Most seriously, there are points where Wright either cannot think clearly or cannot express his thought. He is confused and confusing at precisely those points where there has been a great deal of controversy and where informed readers will be hoping for pinpoint clarity. While this book is not an attempt to rehash the New Perspective on Paul (NPP) debates, Wright’s version of the NPP inevitably comes through by putting a finger on what he thinks is next to impossible.

At different points, he describes faith as, ‘the thing that showed whether somebody was really part of this new community’ (p.91), ‘confessing that Jesus is Lord and believing that God raised him from the dead’ (p.161) and ‘Jesus-shaped loyalty’ (p.148). These are not the same thing.

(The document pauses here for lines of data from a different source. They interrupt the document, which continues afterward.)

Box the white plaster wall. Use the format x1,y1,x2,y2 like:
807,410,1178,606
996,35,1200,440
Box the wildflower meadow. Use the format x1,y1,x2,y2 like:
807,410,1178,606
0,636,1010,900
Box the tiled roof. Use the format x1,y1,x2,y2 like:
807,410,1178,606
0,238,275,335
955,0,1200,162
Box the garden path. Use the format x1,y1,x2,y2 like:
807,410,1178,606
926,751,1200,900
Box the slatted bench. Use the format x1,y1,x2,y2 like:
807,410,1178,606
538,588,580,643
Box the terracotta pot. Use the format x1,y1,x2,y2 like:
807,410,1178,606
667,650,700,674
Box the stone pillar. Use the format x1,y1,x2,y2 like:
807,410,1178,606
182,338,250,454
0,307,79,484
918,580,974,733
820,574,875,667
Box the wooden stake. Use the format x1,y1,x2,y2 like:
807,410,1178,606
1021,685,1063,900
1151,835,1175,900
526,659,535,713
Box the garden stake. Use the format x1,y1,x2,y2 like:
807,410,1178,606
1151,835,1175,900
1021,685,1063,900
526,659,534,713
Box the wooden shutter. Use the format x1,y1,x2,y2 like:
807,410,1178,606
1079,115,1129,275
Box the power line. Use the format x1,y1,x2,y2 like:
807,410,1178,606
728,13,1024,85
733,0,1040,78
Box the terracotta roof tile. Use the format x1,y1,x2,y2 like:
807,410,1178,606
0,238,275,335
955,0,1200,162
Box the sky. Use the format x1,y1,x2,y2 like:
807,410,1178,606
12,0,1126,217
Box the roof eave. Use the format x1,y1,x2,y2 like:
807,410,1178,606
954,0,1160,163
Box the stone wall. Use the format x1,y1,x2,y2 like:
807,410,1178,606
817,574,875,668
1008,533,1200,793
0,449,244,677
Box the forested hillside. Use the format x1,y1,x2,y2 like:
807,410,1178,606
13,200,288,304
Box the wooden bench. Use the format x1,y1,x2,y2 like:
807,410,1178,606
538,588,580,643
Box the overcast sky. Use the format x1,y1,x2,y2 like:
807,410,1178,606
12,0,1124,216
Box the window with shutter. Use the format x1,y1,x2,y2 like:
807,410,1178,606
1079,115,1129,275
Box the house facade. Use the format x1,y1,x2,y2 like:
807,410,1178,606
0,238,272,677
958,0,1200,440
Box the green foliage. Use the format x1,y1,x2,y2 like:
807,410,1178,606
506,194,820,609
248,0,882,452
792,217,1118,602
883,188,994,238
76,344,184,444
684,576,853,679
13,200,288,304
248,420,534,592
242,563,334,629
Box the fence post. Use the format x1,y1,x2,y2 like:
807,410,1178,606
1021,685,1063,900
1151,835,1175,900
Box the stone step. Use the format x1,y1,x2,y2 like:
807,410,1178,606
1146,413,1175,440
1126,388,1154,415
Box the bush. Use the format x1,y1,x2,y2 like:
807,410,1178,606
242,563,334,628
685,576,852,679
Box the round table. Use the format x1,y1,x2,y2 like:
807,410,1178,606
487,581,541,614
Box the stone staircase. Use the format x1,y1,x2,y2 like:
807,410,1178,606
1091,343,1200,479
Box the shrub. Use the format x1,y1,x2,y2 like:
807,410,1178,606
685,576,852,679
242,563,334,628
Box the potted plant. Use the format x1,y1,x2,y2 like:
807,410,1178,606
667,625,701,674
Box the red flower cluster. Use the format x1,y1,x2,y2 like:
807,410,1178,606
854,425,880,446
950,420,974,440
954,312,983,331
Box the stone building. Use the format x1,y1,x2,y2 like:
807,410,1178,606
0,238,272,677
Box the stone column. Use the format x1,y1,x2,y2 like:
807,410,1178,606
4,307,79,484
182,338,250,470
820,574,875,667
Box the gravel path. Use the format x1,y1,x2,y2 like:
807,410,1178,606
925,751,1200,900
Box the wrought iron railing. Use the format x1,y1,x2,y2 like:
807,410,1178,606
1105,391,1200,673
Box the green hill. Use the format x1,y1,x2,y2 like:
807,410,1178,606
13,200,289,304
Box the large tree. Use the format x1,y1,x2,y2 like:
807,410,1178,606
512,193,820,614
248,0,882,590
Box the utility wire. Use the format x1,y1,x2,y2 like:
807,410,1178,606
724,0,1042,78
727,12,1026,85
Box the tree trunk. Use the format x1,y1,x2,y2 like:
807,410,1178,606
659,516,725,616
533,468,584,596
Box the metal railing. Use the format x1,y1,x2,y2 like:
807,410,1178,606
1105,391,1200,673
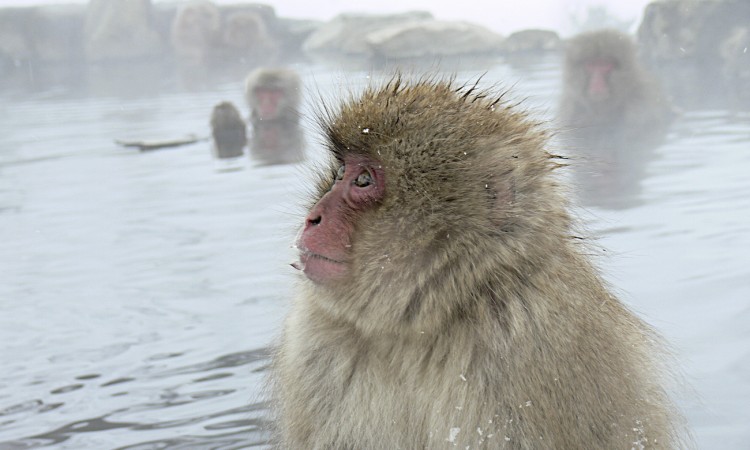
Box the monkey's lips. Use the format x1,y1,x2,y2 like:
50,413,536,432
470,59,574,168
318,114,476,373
292,248,347,284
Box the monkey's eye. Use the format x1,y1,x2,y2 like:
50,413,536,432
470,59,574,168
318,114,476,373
336,164,346,181
354,170,373,187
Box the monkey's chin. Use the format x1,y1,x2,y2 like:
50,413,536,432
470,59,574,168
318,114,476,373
292,251,348,284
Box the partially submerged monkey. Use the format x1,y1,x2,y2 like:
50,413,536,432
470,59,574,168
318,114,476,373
560,29,673,140
272,77,684,449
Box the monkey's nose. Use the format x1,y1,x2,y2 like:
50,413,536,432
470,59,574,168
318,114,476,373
307,214,323,228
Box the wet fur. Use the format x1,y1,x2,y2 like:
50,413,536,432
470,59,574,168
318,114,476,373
271,77,681,449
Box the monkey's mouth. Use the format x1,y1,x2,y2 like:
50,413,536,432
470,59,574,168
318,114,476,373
292,249,347,284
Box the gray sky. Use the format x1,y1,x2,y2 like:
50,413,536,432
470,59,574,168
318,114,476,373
0,0,650,34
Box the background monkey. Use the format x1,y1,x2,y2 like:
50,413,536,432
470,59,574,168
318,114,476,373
272,77,683,449
211,102,247,159
245,68,305,164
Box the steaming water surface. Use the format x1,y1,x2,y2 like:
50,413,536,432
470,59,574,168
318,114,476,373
0,61,750,449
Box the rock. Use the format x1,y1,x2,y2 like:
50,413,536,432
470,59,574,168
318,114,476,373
503,30,562,53
302,11,432,58
365,20,502,59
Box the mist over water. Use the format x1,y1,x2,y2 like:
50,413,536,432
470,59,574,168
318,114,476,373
0,20,750,450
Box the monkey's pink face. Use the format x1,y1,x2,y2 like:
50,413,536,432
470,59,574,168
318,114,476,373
295,155,385,284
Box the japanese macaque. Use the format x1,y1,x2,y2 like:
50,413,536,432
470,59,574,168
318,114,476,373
560,30,671,137
221,11,277,63
211,102,247,159
245,68,305,164
245,68,300,124
171,0,221,64
271,76,683,450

In a single passage (p.328-9), faith is ‘the badge of membership in Abraham’s family’, which is to say a token worn by those who have already become group-members. It is something by which someone ‘reaches out to grasp the promise’, which is to say an active mechanism by which someone becomes and remains a group member.

While this may be ‘playing the man and not the ball’, I suspect that the muddle stems from Wright’s position in the Anglican Church. He finds it necessary to count as Christians plenty of folk who would not be received into membership of healthy nonconformist evangelical churches; he is reluctant to define ‘faith’ in a way that would exclude too many members of his church and its hierarchy.

Overall, a reader seeking a better grasp of the unfolding of the history of the early churches, and of Paul’s letters to them and to those involved with them, would find clearer thinking and sharper prose in F. F. Bruce’s Apostle of the Free Spirit.